Given the structure of a protein–RNA complex (specified by its PDB code), RsiteDB details its interacting protein-RNA chains. For each pair of chains, RsiteDB details the number of atomic contacts, which are defined by atoms within a distance of 5 Å. A pair of protein–RNA chains is considered to be interacting if there are at least 10 atomic contacts between them. We further analyze the protein interacting nucleotides and dinucleotides, their geometries and the properties of the corresponding protein binding sites. We define a nucleotide binding site by the protein Connolly solvent accessible surface area (19) within 2 Å from the surface of the RNA base. Nucleotides with a protein binding site area larger than 3 Å2 are defined as protein interacting. Given a pair of extruded consecutive nucleotides that interact with the protein, a dinucleotide binding site is defined by a pair of corresponding nucleotide binding sites.

Figure 1 presents the details provided by RsiteDB and illustrates one binding pocket accommodating a pair of consecutive π-stacked nucleotides. RsiteDB presents such parameters as the distance and angle between consecutive nucleotides as well as the binding site surface area. RsiteDB considers the protein binding sites represented by their surfaces and the physico-chemical properties termed pseudocenters (20). These are points in 3D space extracted from the protein amino acids that represent groups of atoms according to the interactions in which they may participate: hydrogen-bond donor (DON), hydrogen-bond acceptor (ACC), mixed donor/acceptor (DAC), hydrophobic aliphatic (ALI) and aromatic contacts (PI).

RsiteDB classification

Each binding site from a known protein–RNA complex is either assigned to a cluster of similar binding sites or described as unique. Members of the same cluster share a similar spatial arrangement of pseudocenters, which we term a 3D consensus pattern. For each cluster, RsiteDB details its members and their multiple binding site alignment. The multiple alignment of nucleotide and dinucleotide binding sites is performed with the MultiBind and RnaBind methods, respectively (17). Figure 3 illustrates the analysis of the 3D consensus pattern described by the pseudocenters matched by the alignment. For each matched pseudocenter, we present its property as well as the details of the amino acid that originated it. As illustrated in Figure 3, RsiteDB provides a Jmol visualization of the multiple alignment and of the common pattern shared by the cluster members.

Figure 3.

Figure 3.

RsiteDB classification. An example of a cluster of dinucleotide binding sites. RsiteDB details the properties of the binding sites in the cluster (top table) and provides the transformations that can align them in 3D space. The bottom right table details the matched pseudocenters of the common pattern. Each binding site in a cluster is described by its PDB code, chain identifies and nucleotide identities (e.g. 1sj3PRU51G52). It has three columns which provide the following details of its matched pseudocenters: (i) chain identifier and residue number; (ii) residue type and (iii) pseudocenter type. Although the pseudocenters are not required to have the same amino acid identity or origin (backbone or side chain), we indicate the conservation of these (* or b/s, respectively). The RNA dinucleotides are represented as sticks, colored by their atoms.

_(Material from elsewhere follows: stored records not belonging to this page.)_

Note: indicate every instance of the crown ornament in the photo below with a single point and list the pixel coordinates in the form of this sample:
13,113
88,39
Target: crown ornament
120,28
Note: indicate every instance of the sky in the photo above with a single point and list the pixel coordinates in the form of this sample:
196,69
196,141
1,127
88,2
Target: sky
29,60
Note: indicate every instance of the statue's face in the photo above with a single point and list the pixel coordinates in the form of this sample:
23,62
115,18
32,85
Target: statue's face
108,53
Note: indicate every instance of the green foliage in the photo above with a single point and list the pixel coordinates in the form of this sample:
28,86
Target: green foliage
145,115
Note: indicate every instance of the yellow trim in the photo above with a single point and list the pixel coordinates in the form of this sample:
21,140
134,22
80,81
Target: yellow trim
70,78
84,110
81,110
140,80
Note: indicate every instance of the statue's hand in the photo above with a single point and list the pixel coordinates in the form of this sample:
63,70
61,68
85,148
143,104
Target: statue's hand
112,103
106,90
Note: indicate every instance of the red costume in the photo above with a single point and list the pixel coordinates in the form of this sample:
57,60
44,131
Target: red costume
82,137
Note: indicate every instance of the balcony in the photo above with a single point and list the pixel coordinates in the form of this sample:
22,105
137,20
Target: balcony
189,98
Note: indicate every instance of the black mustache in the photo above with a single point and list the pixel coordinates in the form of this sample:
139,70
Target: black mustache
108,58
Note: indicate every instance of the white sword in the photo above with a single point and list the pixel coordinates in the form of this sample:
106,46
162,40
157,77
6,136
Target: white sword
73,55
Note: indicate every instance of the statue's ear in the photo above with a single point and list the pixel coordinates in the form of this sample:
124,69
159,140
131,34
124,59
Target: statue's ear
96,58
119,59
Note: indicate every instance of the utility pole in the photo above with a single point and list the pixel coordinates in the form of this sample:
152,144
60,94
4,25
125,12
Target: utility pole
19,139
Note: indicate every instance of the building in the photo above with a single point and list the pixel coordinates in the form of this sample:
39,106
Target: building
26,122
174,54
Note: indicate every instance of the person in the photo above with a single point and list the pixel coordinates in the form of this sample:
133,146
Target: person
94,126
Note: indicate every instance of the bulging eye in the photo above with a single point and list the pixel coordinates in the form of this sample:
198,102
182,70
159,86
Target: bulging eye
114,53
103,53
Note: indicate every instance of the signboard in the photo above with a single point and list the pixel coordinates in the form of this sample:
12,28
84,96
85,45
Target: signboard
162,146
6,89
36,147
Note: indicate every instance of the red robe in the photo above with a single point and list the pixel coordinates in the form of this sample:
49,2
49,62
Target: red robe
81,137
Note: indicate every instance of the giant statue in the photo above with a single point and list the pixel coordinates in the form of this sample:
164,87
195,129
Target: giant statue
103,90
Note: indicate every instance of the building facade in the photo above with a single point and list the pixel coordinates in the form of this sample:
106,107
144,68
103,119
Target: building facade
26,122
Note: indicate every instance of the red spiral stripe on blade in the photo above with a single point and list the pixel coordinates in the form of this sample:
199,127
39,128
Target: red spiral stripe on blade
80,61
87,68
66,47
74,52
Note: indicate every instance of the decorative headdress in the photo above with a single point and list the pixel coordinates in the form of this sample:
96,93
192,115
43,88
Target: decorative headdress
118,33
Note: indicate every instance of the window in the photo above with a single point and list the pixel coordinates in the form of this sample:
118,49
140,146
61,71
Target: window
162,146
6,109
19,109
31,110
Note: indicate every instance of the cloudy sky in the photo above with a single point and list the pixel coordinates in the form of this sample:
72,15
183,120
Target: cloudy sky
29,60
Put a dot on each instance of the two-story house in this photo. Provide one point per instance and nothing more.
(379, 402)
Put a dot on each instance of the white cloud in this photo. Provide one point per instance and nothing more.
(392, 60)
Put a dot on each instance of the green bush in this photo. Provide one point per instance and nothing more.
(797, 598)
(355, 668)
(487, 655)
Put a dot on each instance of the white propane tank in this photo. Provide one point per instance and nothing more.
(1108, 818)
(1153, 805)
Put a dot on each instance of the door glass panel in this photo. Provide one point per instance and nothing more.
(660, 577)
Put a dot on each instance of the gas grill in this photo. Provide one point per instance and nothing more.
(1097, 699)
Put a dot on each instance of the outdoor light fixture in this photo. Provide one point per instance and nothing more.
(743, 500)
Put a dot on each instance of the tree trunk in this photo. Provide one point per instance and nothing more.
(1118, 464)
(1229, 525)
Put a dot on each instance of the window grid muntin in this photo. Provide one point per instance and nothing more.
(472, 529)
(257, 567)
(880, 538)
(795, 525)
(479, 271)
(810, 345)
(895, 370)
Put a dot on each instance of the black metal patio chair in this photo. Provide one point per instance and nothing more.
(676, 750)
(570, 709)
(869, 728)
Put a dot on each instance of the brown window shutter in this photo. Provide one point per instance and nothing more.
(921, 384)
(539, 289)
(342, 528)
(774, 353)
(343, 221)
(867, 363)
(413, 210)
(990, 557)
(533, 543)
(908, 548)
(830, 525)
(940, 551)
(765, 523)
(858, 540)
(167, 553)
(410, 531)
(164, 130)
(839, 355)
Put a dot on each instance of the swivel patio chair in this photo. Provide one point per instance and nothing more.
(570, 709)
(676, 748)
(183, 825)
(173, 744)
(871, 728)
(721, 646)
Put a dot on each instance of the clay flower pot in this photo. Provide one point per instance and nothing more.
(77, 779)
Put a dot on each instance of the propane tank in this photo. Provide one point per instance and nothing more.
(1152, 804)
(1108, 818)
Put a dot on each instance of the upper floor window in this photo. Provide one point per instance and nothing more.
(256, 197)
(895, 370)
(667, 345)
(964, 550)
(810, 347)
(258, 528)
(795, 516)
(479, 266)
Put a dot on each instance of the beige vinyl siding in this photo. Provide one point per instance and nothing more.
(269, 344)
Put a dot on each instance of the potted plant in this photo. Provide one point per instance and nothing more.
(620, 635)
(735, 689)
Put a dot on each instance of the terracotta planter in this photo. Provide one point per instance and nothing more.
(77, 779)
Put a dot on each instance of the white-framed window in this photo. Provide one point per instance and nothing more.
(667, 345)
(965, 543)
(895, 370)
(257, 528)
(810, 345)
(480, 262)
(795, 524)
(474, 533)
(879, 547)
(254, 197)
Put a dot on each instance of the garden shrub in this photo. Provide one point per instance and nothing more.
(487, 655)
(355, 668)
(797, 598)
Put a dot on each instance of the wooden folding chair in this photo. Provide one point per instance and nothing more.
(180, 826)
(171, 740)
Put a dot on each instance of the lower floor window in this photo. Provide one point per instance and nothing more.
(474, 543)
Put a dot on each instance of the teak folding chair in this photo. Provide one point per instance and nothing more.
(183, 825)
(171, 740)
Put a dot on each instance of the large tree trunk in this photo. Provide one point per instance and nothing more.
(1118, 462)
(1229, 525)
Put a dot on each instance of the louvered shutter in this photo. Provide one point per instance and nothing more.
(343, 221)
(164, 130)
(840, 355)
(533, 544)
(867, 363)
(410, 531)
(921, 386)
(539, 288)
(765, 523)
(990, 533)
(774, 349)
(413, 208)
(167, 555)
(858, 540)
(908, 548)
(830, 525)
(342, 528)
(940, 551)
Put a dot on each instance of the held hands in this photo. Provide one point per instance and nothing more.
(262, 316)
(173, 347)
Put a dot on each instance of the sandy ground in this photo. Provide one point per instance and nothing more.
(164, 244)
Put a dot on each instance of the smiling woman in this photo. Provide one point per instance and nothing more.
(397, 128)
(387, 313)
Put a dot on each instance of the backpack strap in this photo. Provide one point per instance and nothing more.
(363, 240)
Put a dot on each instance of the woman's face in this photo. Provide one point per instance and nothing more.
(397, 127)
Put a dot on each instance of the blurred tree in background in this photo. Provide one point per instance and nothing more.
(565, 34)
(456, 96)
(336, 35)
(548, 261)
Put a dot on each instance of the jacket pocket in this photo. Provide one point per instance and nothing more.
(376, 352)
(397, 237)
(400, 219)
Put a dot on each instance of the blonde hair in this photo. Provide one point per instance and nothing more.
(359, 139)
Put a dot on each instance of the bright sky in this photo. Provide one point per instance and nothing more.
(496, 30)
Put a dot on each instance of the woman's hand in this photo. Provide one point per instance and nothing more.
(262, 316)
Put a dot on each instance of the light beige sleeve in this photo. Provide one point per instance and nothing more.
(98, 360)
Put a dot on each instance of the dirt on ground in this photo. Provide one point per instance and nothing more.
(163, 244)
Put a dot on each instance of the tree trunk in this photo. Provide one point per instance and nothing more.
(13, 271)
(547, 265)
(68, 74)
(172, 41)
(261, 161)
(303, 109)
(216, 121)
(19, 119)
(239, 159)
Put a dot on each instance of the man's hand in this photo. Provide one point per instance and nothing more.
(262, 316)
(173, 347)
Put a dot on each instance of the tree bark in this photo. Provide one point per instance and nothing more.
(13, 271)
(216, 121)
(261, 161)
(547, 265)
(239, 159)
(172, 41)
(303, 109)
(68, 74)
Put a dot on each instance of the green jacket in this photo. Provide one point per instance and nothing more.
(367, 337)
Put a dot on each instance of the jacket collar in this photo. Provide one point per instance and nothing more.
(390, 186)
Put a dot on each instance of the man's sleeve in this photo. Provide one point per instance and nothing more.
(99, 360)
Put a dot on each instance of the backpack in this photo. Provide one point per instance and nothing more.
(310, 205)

The classification of RsiteDB is unique due to several reasons. First, it accounts for the spatial physico-chemical properties of dinucleotide binding sites. Second, it is based on a classification methodology, which performs multiple binding sites alignment and validates the spatial superimposition of the cluster members. This overcomes the problem that objects similar in pairs may not be similar as a whole group. Specifically, by using multiple alignment, we assess the quality of the constructed 3D consensus pattern, which is required to be shared by all cluster members and to constitute at least 30% of each binding site (17).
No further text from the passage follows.